Get Fried Fry Cafe, a quick-serve restaurant specializing in French fries with gourmet toppings, closed in November. A franchisee brought the concept to Dallas in 2018 and there were big expansion plans for the New York-based chain, but those did not come to fruition.
HQ Prime Beer Garden, which had been at the northeast corner of Walnut Hill Lane and US-75 under a variety of names, closed on November 25. It started out as Red, Hot and Blue, a location of the national chain doing Memphis-style barbecue. Owner Craig Collins, who also owns Nazca Kitchen, stated that there wasn't enough business in the center for the restaurant to keep going.
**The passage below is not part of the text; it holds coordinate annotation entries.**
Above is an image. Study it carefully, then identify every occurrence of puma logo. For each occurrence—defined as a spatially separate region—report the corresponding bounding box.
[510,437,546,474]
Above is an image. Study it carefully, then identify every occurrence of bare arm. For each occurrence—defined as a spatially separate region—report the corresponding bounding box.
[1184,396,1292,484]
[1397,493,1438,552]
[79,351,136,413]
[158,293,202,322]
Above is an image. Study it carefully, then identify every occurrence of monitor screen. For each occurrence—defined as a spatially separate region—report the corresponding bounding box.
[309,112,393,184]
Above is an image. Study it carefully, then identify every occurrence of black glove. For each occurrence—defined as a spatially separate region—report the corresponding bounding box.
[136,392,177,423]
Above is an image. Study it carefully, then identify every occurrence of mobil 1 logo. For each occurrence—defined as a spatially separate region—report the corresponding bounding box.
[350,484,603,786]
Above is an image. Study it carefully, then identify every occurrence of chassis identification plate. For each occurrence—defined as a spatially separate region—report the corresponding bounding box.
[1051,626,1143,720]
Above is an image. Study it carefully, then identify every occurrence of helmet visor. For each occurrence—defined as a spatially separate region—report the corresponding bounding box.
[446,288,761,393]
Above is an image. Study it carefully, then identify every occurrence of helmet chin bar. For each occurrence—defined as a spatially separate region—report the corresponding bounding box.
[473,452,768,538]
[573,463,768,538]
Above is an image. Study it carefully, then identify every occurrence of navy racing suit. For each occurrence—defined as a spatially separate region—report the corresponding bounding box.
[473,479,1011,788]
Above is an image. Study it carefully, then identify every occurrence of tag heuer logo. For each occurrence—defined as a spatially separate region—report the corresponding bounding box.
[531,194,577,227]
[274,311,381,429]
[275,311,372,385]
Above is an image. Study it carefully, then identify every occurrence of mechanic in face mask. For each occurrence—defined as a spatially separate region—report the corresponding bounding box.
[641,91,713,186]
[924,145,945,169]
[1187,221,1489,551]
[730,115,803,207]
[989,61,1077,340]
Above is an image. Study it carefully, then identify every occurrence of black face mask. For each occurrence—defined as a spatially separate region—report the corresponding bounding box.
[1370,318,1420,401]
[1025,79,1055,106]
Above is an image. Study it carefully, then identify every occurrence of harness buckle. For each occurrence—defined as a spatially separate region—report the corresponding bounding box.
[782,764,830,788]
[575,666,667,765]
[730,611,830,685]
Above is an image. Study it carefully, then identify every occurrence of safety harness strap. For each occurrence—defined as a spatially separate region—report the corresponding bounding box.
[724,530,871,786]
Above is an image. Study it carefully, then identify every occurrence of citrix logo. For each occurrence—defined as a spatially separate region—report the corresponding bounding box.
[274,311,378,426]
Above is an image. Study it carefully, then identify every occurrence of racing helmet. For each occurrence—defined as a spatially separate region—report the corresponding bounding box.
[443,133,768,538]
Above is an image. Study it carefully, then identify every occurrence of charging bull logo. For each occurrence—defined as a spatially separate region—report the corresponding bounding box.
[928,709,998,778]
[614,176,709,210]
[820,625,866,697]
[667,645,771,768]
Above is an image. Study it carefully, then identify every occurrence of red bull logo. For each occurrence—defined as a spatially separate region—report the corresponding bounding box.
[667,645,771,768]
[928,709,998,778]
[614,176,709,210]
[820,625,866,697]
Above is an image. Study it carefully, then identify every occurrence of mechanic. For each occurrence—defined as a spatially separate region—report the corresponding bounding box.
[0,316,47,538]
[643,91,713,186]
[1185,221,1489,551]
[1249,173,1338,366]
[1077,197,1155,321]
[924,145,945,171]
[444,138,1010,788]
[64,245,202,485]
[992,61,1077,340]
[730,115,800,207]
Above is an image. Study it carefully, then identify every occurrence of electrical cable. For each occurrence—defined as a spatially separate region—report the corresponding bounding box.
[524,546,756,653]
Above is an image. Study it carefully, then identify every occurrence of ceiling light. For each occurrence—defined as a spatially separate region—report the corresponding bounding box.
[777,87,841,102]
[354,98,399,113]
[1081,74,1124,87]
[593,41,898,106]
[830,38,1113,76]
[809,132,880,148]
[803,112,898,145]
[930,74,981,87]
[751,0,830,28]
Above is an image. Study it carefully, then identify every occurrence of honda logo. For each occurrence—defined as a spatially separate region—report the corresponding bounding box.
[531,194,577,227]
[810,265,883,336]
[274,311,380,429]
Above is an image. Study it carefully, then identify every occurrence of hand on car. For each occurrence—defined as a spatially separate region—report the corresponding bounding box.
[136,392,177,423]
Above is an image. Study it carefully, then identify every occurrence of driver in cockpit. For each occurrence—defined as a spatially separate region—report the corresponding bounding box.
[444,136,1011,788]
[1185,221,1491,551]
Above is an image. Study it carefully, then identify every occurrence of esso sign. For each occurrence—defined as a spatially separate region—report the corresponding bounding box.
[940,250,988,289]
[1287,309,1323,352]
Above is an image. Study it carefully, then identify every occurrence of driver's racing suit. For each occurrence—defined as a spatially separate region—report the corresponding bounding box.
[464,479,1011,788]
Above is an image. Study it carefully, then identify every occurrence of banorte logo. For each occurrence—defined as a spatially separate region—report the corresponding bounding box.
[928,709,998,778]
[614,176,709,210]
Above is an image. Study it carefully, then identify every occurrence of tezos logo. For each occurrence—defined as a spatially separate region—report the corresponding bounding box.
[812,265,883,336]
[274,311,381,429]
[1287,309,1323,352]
Small Brewpub, the bar-restaurant on Jefferson Boulevard best known as "the place where chef Misti Norris used to work," closed on December 7, after five years. The owners said their lease was up and they decided not to renew.
Dairy Queen closed nine locations across Dallas-Fort Worth, including Grand Prairie, Euless, Fort Worth, Hurst, Keller, and Roanoke. All of the locations were owned by a single franchisee, Lickety Split Food Services, who shut down its entire DQ portfolio.
Slater's 50/50, the burger chain, closed its location at Preston-Royal after less than a year, according to a spokesperson. The original on Greenville Avenue remains open.
Nickel & Rye, a laid-back hangout and brunch destination in Uptown Dallas, closed in mid-December after six years on McKinney Avenue. Manager Will Cody cited the shrinking lifespan of bars in Dallas these days.
Mudsmith, the coffeehouse concept from Brooke Humphries, closed its last Dallas location at the Centrum building in mid-December, along with its sibling Pints & Quarts. Mudsmith had customers but the two concepts shared an unusually large 5,000-sqare-foot space.
Tillman's Bishop Arts, which has been doing Southern food on West 7th Street since 1992, will close on December 31. The restaurant was briefly locked out by the landlord but rallied long enough to make it through the holiday season before calling it quits.
Capitol Pub, which had presided over Henderson Avenue for nearly 13 years, will close at the end of 2019. Owners Cheryl and Peter Kenny helped bring energy to Henderson Avenue when they opened the ar in 2007 and were also among the first to make brunch into a thing. The couple will open a new place, Lochland's Food and Spirits in Lake Highlands, in January 2020.